Las minas de sangre

Los "minerales conflictivos" son materias esenciales para los teléfonos móviles (AFP)
Los "minerales conflictivos" son materias esenciales para los teléfonos móviles (AFP)

Cada vez que suena un teléfono móvil en Nueva York, en Londres o en Beijing, muere otra persona en las minas del Congo. La imagen es deliberadamente exagerada, pero sintetiza la relación entre la actual revolución tecnológica y el genocidio que en los últimos 15 años ha cubierto de luto a ese vasto país africano.

La República Democrática del Congo (RDC) atesora en su territorio alrededor del 80 por ciento de las reservas mundiales de coltan (columbita-tantalita), además de gigantescas cantidades de oro, tántalo, estaño y tungsteno, minerales esenciales para la industria electrónica.
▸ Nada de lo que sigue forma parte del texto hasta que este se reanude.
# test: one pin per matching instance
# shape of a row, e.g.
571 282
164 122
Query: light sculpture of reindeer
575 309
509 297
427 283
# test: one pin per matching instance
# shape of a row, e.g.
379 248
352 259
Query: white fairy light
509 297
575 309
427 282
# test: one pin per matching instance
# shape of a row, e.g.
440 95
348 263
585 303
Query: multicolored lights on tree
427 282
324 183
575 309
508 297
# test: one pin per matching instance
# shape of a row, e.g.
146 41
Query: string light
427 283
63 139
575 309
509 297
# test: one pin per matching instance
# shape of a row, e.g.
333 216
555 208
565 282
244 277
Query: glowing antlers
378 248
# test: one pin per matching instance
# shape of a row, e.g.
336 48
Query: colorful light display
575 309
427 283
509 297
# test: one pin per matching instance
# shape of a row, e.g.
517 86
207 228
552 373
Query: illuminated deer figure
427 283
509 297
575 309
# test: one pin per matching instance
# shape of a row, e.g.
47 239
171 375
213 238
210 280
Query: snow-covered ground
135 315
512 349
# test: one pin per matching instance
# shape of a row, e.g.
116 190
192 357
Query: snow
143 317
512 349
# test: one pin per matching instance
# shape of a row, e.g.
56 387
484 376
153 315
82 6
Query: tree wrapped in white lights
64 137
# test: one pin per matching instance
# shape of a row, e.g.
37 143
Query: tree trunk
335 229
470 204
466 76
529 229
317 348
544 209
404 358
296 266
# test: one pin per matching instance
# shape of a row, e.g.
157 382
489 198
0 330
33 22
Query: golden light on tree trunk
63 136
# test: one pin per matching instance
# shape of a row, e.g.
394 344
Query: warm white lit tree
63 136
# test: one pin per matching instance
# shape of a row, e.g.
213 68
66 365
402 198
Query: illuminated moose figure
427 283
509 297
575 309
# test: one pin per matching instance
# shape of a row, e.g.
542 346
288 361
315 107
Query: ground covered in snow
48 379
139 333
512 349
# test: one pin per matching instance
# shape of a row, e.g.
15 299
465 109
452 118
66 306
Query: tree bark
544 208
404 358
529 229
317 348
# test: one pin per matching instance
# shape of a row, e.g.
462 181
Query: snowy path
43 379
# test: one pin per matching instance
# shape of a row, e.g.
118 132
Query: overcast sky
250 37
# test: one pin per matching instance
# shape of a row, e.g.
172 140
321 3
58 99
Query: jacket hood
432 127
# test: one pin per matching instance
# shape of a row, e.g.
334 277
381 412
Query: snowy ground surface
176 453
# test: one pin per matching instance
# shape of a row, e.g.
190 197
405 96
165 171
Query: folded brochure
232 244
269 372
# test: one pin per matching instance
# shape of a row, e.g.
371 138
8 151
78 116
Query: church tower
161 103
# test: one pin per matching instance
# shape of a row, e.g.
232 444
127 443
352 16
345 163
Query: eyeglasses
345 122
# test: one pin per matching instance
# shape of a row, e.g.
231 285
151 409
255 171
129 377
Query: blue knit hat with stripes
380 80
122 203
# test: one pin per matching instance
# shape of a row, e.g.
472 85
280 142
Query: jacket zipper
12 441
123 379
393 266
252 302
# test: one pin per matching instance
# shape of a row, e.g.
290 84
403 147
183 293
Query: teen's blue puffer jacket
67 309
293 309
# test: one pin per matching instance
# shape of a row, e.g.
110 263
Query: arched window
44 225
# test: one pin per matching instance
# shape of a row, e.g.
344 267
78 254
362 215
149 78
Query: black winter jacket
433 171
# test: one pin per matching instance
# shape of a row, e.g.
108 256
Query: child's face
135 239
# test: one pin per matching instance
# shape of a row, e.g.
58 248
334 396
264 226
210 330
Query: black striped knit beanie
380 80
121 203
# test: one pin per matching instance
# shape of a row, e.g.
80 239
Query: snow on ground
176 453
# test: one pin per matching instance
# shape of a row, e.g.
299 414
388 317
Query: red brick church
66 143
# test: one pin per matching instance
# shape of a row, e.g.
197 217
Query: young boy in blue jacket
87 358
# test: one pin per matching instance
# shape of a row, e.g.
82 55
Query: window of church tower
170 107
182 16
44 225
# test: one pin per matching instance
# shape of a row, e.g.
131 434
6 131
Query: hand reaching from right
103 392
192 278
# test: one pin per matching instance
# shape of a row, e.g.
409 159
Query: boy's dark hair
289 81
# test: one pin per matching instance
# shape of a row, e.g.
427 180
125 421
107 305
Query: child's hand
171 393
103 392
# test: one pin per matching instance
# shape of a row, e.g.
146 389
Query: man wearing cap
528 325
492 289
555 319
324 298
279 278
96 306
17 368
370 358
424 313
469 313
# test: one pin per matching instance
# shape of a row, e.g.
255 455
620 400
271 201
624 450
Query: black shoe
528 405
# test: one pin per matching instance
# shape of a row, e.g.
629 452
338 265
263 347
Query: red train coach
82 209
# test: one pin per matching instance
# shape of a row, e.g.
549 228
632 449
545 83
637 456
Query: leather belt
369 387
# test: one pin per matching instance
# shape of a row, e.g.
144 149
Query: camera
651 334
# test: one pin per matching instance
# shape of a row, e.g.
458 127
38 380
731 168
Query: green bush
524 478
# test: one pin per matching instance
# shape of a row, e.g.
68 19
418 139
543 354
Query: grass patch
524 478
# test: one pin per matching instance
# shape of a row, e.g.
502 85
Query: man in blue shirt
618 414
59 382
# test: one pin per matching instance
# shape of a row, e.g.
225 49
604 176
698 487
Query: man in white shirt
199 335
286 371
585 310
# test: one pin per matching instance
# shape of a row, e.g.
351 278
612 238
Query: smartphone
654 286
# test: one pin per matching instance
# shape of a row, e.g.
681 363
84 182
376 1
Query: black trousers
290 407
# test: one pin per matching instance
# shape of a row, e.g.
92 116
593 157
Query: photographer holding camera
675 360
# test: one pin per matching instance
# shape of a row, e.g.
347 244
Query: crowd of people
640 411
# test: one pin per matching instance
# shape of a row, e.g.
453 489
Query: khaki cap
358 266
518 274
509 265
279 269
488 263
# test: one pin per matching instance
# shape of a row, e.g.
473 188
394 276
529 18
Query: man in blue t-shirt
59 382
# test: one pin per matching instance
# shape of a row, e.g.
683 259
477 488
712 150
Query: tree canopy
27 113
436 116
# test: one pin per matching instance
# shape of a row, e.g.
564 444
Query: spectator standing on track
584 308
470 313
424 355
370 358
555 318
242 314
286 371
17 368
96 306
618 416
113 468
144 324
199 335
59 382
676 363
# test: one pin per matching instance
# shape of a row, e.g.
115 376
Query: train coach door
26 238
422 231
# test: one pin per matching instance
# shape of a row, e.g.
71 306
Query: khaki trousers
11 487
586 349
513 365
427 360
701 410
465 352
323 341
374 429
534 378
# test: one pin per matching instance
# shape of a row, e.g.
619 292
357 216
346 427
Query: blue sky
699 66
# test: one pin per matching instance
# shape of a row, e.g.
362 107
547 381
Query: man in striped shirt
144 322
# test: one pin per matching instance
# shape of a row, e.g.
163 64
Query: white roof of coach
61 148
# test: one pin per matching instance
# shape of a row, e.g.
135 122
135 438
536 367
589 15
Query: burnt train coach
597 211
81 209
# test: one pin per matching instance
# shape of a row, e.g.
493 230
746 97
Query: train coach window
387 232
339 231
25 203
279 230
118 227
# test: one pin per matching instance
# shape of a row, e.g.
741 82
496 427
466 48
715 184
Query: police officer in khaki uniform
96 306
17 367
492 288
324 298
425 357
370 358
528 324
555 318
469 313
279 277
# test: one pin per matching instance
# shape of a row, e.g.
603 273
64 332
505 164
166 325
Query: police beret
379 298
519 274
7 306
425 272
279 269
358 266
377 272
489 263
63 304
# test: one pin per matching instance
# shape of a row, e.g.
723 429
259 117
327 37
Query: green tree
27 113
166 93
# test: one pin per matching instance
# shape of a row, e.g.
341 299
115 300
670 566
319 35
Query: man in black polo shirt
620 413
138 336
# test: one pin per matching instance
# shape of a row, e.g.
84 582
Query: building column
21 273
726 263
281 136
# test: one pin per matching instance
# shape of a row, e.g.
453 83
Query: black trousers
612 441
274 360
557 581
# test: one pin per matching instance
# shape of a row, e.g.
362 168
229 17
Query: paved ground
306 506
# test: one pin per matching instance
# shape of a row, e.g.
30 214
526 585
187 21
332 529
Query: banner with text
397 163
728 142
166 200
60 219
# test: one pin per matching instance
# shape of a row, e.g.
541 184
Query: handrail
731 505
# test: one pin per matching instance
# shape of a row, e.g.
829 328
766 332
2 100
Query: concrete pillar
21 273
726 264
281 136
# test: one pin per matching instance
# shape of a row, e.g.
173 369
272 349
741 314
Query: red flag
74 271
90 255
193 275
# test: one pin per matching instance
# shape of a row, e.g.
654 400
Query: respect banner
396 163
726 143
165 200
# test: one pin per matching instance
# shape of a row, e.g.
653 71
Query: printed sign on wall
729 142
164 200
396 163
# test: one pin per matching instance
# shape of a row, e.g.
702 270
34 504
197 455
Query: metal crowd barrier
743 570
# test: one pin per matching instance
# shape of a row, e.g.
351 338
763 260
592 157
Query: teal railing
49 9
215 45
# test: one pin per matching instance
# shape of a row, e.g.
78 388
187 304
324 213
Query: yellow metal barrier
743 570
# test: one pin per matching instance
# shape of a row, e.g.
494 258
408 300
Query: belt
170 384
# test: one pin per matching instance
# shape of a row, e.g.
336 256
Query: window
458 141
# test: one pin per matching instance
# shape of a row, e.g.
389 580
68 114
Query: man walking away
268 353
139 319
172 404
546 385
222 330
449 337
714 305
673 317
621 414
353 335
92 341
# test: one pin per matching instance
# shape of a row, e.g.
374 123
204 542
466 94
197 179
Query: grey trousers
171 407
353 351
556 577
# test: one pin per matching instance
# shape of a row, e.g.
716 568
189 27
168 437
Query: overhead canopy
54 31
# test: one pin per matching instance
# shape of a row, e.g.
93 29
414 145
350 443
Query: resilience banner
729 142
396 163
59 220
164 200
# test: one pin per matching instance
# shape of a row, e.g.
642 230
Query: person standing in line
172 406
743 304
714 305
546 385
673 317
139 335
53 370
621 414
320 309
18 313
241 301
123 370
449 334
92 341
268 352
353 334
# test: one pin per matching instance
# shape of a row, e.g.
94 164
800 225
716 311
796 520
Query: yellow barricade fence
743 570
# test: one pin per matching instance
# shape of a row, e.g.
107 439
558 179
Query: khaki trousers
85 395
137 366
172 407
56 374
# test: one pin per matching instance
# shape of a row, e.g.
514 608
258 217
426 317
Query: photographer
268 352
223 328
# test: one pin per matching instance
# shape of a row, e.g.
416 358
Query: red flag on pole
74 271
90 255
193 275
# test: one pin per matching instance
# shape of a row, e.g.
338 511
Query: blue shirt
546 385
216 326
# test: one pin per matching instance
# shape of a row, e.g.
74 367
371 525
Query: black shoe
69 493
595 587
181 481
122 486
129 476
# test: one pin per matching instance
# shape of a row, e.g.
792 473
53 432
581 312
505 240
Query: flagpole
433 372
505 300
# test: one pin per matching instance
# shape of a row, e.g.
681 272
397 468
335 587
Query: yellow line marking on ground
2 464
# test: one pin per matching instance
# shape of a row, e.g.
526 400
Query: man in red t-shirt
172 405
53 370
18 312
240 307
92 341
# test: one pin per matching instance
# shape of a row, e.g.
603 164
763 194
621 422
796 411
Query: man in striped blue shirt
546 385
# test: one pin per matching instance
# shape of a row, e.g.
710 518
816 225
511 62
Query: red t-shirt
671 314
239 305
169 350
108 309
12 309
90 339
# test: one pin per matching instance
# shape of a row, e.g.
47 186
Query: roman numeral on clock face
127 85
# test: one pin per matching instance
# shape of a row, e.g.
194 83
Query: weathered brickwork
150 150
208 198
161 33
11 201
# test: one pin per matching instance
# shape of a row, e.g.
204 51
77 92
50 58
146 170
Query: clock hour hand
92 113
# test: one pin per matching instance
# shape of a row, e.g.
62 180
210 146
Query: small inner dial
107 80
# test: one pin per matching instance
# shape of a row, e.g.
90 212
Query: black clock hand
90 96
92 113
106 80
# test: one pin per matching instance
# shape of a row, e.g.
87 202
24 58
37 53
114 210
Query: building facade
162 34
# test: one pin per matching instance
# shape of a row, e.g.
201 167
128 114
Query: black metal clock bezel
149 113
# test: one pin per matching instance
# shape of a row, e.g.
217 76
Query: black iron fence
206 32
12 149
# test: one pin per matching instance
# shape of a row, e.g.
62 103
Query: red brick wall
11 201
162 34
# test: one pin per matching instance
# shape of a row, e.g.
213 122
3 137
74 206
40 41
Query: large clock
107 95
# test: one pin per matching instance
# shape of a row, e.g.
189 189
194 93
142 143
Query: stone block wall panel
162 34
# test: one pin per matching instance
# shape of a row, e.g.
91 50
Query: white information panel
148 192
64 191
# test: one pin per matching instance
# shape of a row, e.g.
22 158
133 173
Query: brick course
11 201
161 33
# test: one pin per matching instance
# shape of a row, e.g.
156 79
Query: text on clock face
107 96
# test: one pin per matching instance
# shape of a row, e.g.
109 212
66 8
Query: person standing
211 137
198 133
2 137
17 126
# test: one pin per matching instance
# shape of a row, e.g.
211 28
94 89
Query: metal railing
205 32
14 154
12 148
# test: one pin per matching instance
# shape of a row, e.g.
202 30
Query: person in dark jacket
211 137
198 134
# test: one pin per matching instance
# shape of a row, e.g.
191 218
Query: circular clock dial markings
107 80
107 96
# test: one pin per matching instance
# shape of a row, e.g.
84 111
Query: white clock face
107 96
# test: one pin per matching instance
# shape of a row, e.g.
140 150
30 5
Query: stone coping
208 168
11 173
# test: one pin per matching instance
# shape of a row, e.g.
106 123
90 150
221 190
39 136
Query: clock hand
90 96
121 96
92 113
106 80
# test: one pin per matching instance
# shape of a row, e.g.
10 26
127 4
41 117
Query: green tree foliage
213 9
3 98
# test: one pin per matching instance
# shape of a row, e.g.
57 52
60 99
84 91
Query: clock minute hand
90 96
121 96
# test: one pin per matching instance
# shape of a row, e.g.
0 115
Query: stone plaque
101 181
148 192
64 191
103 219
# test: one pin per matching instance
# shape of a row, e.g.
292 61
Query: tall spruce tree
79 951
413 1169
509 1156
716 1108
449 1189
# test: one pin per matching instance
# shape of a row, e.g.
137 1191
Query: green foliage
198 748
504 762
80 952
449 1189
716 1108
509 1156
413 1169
Sin embargo, esa riqueza no ha beneficiado a sus habitantes, que en cambio han sufrido una interminable guerra civil por el control de las minas.

La guerra civil ha desplazado a cientos de miles de sus hogares (Louis Michel - Unión Europea)
La guerra civil ha desplazado a cientos de miles de sus hogares (Louis Michel - Unión Europea)

La maldición de los minerales

Una cifra: cinco millones de muertos. Más que en ninguna otra conflagración después de la Segunda Guerra Mundial. Desde 1996 los congoleños desconocen la paz. Han vivido dos décadas de combates entre los señores de la guerra, el ejército de Kinshasa, las tropas de Ruanda, Uganda, Burundi y otros países africanos.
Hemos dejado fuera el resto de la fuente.